Interconnecting Spark2x with OBS

The OBS file system can be interconnected with Spark2x after an MRS cluster is installed.

Before performing the following operations, ensure that you have configured a storage-compute decoupled cluster by referring to Configuring a Storage-Compute Decoupled Cluster (Agency) or Configuring a Storage-Compute Decoupled Cluster (AK/SK).

Verifying OBS Access with Spark Beeline

  1. Log in to FusionInsight Manager and choose Cluster > Services > Spark2x > Configurations > All Configurations.

    In the left navigation tree, choose JDBCServer2x > Customization. Add dfs.namenode.acls.enabled to the spark.hdfs-site.customized.configs parameter and set its value to false.

    Figure 1 Adding Spark custom parameters

  2. Search for the spark.sql.statistics.fallBackToHdfs parameter and set its value to false.

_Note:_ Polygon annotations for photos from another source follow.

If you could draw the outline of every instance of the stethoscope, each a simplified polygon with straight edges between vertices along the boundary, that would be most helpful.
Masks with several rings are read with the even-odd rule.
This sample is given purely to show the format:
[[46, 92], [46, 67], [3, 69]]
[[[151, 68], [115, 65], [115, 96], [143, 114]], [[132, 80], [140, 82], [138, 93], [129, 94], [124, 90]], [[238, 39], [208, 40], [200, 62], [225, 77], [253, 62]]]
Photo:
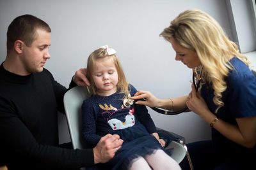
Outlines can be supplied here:
[[[195, 71], [193, 71], [193, 74], [192, 74], [192, 80], [193, 80], [193, 84], [194, 85], [195, 87], [196, 88], [196, 91], [197, 92], [197, 90], [198, 90], [198, 87], [199, 87], [199, 81], [198, 80], [195, 81], [195, 78], [196, 75], [195, 75]], [[184, 108], [182, 108], [180, 110], [177, 110], [177, 111], [174, 111], [174, 110], [166, 110], [164, 109], [161, 109], [161, 108], [152, 108], [153, 110], [156, 111], [156, 112], [158, 112], [159, 113], [161, 114], [164, 114], [164, 115], [178, 115], [180, 114], [181, 113], [183, 113], [184, 111], [186, 111], [186, 110], [188, 110], [188, 107], [186, 106]]]
[[[193, 69], [193, 74], [192, 74], [193, 83], [196, 89], [196, 92], [198, 91], [198, 87], [199, 87], [199, 83], [200, 83], [200, 81], [202, 71], [202, 70], [201, 69], [200, 75], [199, 75], [199, 78], [198, 78], [198, 74], [196, 73], [196, 71], [195, 70], [195, 69]], [[195, 80], [195, 79], [196, 79], [195, 78], [196, 78], [196, 79], [197, 79], [196, 81]], [[130, 108], [131, 106], [135, 102], [136, 102], [136, 100], [132, 100], [130, 98], [127, 98], [127, 99], [124, 99], [123, 105], [125, 108]], [[166, 110], [164, 110], [164, 109], [161, 109], [161, 108], [156, 108], [156, 107], [152, 107], [150, 108], [152, 109], [153, 110], [156, 111], [156, 112], [158, 112], [158, 113], [163, 114], [163, 115], [178, 115], [178, 114], [183, 113], [188, 110], [187, 106], [184, 107], [184, 108], [182, 108], [180, 110], [177, 110], [177, 111]]]

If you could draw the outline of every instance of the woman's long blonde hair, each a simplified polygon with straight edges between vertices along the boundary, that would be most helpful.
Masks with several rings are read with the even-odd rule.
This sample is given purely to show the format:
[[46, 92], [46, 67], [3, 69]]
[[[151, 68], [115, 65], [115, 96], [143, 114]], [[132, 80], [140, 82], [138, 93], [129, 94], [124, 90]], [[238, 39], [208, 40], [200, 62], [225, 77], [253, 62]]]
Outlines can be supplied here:
[[236, 44], [228, 39], [220, 24], [200, 10], [183, 11], [160, 36], [168, 41], [174, 38], [181, 46], [196, 51], [204, 67], [205, 80], [212, 83], [214, 90], [216, 113], [224, 105], [221, 98], [227, 89], [225, 78], [233, 69], [230, 59], [236, 56], [249, 66], [247, 58], [239, 53]]
[[118, 74], [118, 82], [116, 85], [117, 90], [120, 93], [124, 93], [125, 96], [127, 96], [129, 93], [129, 83], [126, 80], [125, 75], [124, 73], [123, 68], [121, 65], [118, 58], [116, 54], [108, 55], [106, 49], [100, 48], [93, 52], [89, 56], [87, 60], [87, 73], [86, 76], [91, 83], [92, 89], [92, 94], [96, 94], [97, 87], [92, 78], [93, 69], [95, 66], [95, 62], [100, 59], [111, 58], [114, 62], [115, 66], [116, 67]]

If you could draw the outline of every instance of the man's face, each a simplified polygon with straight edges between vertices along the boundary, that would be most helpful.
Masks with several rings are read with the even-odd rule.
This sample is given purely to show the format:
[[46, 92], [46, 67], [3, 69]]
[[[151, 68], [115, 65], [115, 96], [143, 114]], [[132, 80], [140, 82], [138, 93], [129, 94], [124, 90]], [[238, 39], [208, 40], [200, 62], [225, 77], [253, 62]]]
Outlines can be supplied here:
[[22, 44], [20, 61], [24, 67], [24, 74], [42, 71], [46, 60], [51, 57], [49, 52], [51, 32], [42, 29], [37, 29], [36, 32], [36, 38], [30, 46]]

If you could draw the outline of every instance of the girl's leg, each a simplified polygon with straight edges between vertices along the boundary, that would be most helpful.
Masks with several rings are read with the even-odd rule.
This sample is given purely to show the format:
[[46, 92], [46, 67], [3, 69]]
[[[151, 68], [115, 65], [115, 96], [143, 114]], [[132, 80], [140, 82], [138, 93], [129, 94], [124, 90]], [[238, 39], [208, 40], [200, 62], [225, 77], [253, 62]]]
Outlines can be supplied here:
[[[218, 157], [214, 156], [211, 141], [196, 141], [186, 145], [194, 169], [212, 169], [214, 164], [217, 163]], [[180, 163], [182, 170], [189, 170], [189, 166], [186, 158]]]
[[153, 169], [181, 170], [179, 164], [160, 149], [151, 155], [146, 155], [145, 159]]
[[132, 160], [128, 167], [128, 170], [138, 169], [152, 170], [146, 160], [141, 157], [139, 157], [134, 160]]

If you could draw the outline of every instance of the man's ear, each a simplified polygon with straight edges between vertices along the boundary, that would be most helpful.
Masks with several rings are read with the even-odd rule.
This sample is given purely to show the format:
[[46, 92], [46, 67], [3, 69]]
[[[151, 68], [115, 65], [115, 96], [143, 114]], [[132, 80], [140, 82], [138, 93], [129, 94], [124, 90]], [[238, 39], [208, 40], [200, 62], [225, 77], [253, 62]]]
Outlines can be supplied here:
[[16, 40], [14, 42], [14, 50], [18, 53], [21, 53], [23, 50], [24, 43], [20, 40]]

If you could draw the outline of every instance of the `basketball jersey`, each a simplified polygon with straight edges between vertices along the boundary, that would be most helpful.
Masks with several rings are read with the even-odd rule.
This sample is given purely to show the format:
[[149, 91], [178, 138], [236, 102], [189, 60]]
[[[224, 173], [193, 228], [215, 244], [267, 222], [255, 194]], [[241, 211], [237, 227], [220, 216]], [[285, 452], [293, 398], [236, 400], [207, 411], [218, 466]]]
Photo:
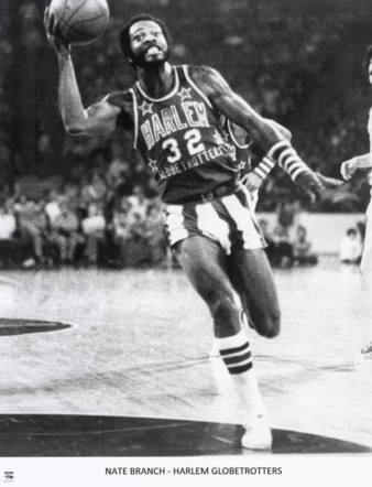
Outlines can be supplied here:
[[221, 127], [221, 115], [197, 87], [188, 66], [174, 66], [174, 87], [149, 97], [136, 83], [134, 139], [158, 183], [165, 203], [182, 204], [237, 180], [236, 148]]
[[[226, 132], [227, 140], [234, 148], [234, 167], [238, 171], [239, 180], [252, 171], [252, 158], [250, 153], [250, 140], [243, 129], [237, 128], [228, 118], [221, 119], [222, 129]], [[238, 130], [242, 130], [239, 134]]]

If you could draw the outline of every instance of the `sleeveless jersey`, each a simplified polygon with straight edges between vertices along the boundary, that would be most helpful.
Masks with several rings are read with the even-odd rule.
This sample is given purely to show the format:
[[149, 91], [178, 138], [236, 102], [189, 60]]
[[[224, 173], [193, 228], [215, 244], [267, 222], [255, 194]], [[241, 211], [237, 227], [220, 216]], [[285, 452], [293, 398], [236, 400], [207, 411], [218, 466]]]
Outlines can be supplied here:
[[250, 152], [249, 136], [243, 131], [239, 133], [239, 127], [236, 127], [228, 118], [221, 119], [222, 129], [226, 132], [228, 142], [234, 148], [234, 167], [238, 172], [239, 180], [252, 171], [252, 154]]
[[160, 99], [136, 83], [134, 149], [153, 172], [165, 203], [182, 204], [237, 180], [234, 148], [221, 115], [196, 86], [188, 66], [174, 66], [174, 87]]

    Figure 2 Setting spark.sql.statistics.fallBackToHdfs

  3. Save the configurations and restart the JDBCServer2x instance.
  4. Log in to the client installation node as the client installation user.
  5. Run the following commands to configure environment variables:

    source Client installation directory/bigdata_env

  6. For a security cluster, run the following command to perform user authentication. If Kerberos authentication is not enabled for the current cluster, you do not need to run this command.

    kinit Username

  7. Access OBS using Spark beeline. The following example creates a table named test in the obs://mrs-word001/table/ directory.

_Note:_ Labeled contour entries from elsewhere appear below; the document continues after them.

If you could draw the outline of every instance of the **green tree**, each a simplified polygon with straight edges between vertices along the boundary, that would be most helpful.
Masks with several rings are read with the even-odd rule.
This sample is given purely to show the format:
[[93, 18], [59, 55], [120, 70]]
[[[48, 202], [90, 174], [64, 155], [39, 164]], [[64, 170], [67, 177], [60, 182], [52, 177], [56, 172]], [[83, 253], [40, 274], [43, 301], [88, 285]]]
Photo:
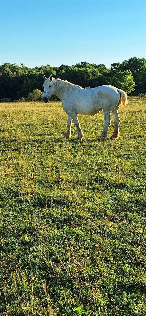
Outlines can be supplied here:
[[134, 80], [137, 86], [137, 94], [141, 93], [145, 93], [145, 72], [146, 59], [137, 57], [129, 58], [128, 60], [124, 60], [120, 66], [122, 71], [129, 70], [131, 71]]
[[27, 100], [32, 101], [41, 101], [43, 93], [40, 90], [34, 89], [32, 92], [29, 93]]
[[40, 85], [37, 80], [27, 78], [24, 79], [22, 85], [18, 92], [18, 98], [26, 98], [29, 93], [34, 89], [39, 89], [39, 88]]
[[136, 86], [131, 72], [129, 70], [123, 72], [120, 70], [118, 71], [111, 78], [110, 83], [124, 90], [126, 93], [131, 93]]

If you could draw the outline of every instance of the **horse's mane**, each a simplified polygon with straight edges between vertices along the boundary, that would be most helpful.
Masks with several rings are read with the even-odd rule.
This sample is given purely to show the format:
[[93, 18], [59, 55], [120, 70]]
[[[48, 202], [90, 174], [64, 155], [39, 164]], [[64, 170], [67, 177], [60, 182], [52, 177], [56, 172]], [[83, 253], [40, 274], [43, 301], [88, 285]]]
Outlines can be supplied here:
[[[71, 82], [69, 82], [67, 80], [63, 80], [62, 79], [60, 79], [59, 78], [57, 78], [57, 79], [55, 79], [55, 81], [54, 82], [55, 84], [55, 85], [56, 88], [57, 89], [59, 89], [60, 91], [64, 90], [64, 88], [66, 90], [67, 90], [69, 89], [70, 89], [71, 88], [72, 88], [73, 90], [75, 90], [76, 89], [78, 89], [79, 88], [80, 89], [84, 89], [84, 88], [82, 88], [82, 87], [80, 87], [80, 86], [78, 86], [76, 84], [74, 84], [73, 83], [71, 83]], [[45, 84], [48, 84], [49, 82], [50, 82], [50, 78], [48, 78], [45, 80], [45, 82], [44, 83], [43, 87], [44, 87], [45, 83]]]

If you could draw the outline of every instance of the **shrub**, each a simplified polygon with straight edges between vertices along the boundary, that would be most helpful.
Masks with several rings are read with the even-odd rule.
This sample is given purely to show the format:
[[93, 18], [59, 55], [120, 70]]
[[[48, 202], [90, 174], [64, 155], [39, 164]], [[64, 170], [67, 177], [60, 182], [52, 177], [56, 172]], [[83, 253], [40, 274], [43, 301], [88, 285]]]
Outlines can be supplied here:
[[40, 90], [35, 89], [32, 92], [30, 92], [28, 96], [27, 100], [31, 101], [41, 101], [43, 92]]
[[1, 102], [10, 102], [11, 101], [9, 98], [3, 98], [0, 100]]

    create table test(id int) location 'obs://mrs-word001/table/';

  8. Run the following command to query all tables. If table test is returned, OBS access is successful.

    show tables;

    Figure 3 Returned table names

  9. Press Ctrl+C to exit Spark beeline.

Verifying OBS Access with Spark SQL

  1. Log in to the client installation node as the client installation user.
  2. Run the following commands to configure environment variables:

    source Client installation directory/bigdata_env

  3. Modify the configuration file:

    vim Client installation directory/Spark2x/spark/conf/hdfs-site.xml

    <property>
    <name>dfs.namenode.acls.enabled</name>
    <value>false</value>
    </property>

  4. For a security cluster, run the following command to perform user authentication. If Kerberos authentication is not enabled for the current cluster, you do not need to run this command.

    kinit Username

  5. Access OBS using Spark SQL CLI. For example, create a table named test in the obs://mrs-word001/table/ directory.

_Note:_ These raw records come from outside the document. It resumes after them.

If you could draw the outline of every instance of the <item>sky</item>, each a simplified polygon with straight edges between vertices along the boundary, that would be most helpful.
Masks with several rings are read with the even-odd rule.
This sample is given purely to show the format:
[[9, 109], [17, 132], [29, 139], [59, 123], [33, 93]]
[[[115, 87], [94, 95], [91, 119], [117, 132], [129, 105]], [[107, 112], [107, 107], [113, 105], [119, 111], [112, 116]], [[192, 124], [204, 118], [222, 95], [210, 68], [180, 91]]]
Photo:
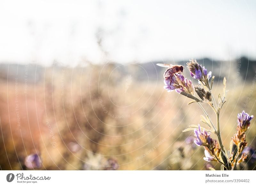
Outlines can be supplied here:
[[256, 58], [251, 1], [0, 1], [0, 62]]

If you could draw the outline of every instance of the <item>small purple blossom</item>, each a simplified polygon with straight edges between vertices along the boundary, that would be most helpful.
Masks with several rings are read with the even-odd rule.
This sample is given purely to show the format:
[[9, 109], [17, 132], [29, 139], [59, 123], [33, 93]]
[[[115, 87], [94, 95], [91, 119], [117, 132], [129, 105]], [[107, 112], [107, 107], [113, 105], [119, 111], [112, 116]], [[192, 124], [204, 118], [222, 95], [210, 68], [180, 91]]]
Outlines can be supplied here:
[[174, 90], [175, 88], [173, 86], [173, 83], [169, 80], [164, 80], [164, 83], [165, 85], [164, 86], [164, 88], [166, 89], [167, 91], [168, 92], [172, 92]]
[[204, 158], [204, 159], [207, 161], [214, 161], [215, 159], [212, 157], [206, 150], [204, 150], [204, 155], [205, 157]]
[[37, 154], [32, 154], [25, 159], [25, 164], [28, 168], [40, 168], [42, 166], [42, 161]]
[[[208, 134], [207, 131], [204, 129], [202, 132], [200, 125], [198, 124], [198, 129], [195, 128], [194, 130], [195, 136], [196, 138], [195, 139], [194, 143], [198, 146], [201, 146], [205, 143], [205, 142], [210, 142], [211, 138], [210, 137], [210, 134]], [[205, 146], [205, 145], [204, 145]]]
[[191, 72], [190, 75], [193, 78], [198, 80], [201, 80], [203, 77], [202, 72], [201, 72], [200, 69], [196, 68], [195, 69], [195, 74], [194, 74]]
[[184, 76], [183, 76], [183, 75], [177, 73], [175, 74], [177, 76], [177, 77], [180, 79], [182, 81], [184, 81], [184, 80], [185, 80], [185, 78]]
[[250, 116], [249, 114], [243, 111], [242, 113], [238, 114], [237, 116], [238, 127], [242, 128], [245, 131], [246, 131], [250, 126], [250, 121], [253, 118], [253, 115]]

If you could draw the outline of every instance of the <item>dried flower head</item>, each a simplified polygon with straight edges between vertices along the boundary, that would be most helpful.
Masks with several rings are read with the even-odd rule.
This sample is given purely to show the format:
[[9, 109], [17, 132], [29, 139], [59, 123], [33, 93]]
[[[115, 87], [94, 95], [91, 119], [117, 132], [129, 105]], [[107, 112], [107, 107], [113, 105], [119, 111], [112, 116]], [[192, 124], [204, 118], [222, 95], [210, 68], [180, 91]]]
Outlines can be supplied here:
[[187, 65], [190, 74], [194, 78], [205, 82], [212, 76], [212, 72], [210, 71], [207, 74], [207, 70], [204, 66], [202, 67], [196, 60], [192, 59], [189, 60]]
[[[217, 161], [215, 157], [218, 157], [220, 152], [220, 149], [217, 141], [211, 137], [211, 134], [207, 132], [204, 129], [202, 132], [199, 124], [198, 125], [198, 129], [195, 129], [194, 132], [195, 136], [196, 137], [194, 142], [198, 146], [203, 146], [204, 147], [205, 149], [207, 151], [207, 154], [205, 154], [205, 156], [206, 156], [207, 155], [206, 158], [207, 157], [209, 158], [207, 159], [212, 158], [214, 160], [210, 161]], [[209, 154], [210, 155], [208, 155]], [[210, 157], [212, 158], [210, 158]]]
[[253, 118], [253, 115], [250, 116], [249, 114], [246, 113], [244, 111], [243, 111], [242, 113], [238, 114], [237, 116], [237, 127], [240, 129], [243, 130], [244, 132], [246, 131], [250, 127], [250, 121]]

    1. Go to the cd Client installation directory/Spark2x/spark/bin directory and run the ./spark-sql command to log in to the Spark SQL CLI.
    2. Run the following command in the Spark SQL CLI:

      create table test(id int) location 'obs://mrs-word001/table/';

  6. Run the show tables; command to confirm that the table is created successfully.
  7. Run exit; to exit the Spark SQL CLI.

    If a large number of logs are printed in the OBS file system, read and write performance may be affected. You can adjust the log level of the OBS client as follows:

    cd Client installation directory/Spark2x/spark/conf

    vi log4j.properties

    Add the OBS log level configuration to the file as follows:

    log4j.logger.org.apache.hadoop.fs.obs=WARN

    log4j.logger.com.obs=WARN
    Figure 4 Adding an OBS log level

Using Spark Shell to Read OBS Files

  1. Log in to the client installation node as the client installation user.
  2. Run the following commands to configure environment variables:

    source Client installation directory/bigdata_env

  3. Modify the configuration file:

    vim Client installation directory/Spark2x/spark/conf/hdfs-site.xml

    <property>
    <name>dfs.namenode.acls.enabled</name>
    <value>false</value>
    </property>

  4. For a security cluster, run the following command to perform user authentication. If Kerberos authentication is not enabled for the current cluster, you do not need to run this command.

    kinit Username

  5. Create an OBS file.

    1. Run the following commands to log in to the Spark SQL CLI:

      cd Client installation directory/Spark2x/spark/conf

      ./spark-sql

    2. Run the following commands to create a table and import data to the table:

      create database test location "obs://Parallel file system path/test";

      use test;

      create table test1(a int,b int) using parquet;

      insert into test1 values(1,2);

      desc formatted test1;

      Figure 5 Checking the location of the table

  6. Run the following command to go to the Spark bin directory:

    cd Client installation directory/Spark2x/spark/conf

    Run ./spark-sql to log in to the Spark SQL CLI.

  7. In the Spark Shell CLI, run the following command to query the table created in 5.b:

    spark.read.format("parquet").load ("obs://Parallel file system path/test1").show();

    Figure 6 Viewing table data

  8. Run the :quit command to exit the Spark Shell CLI.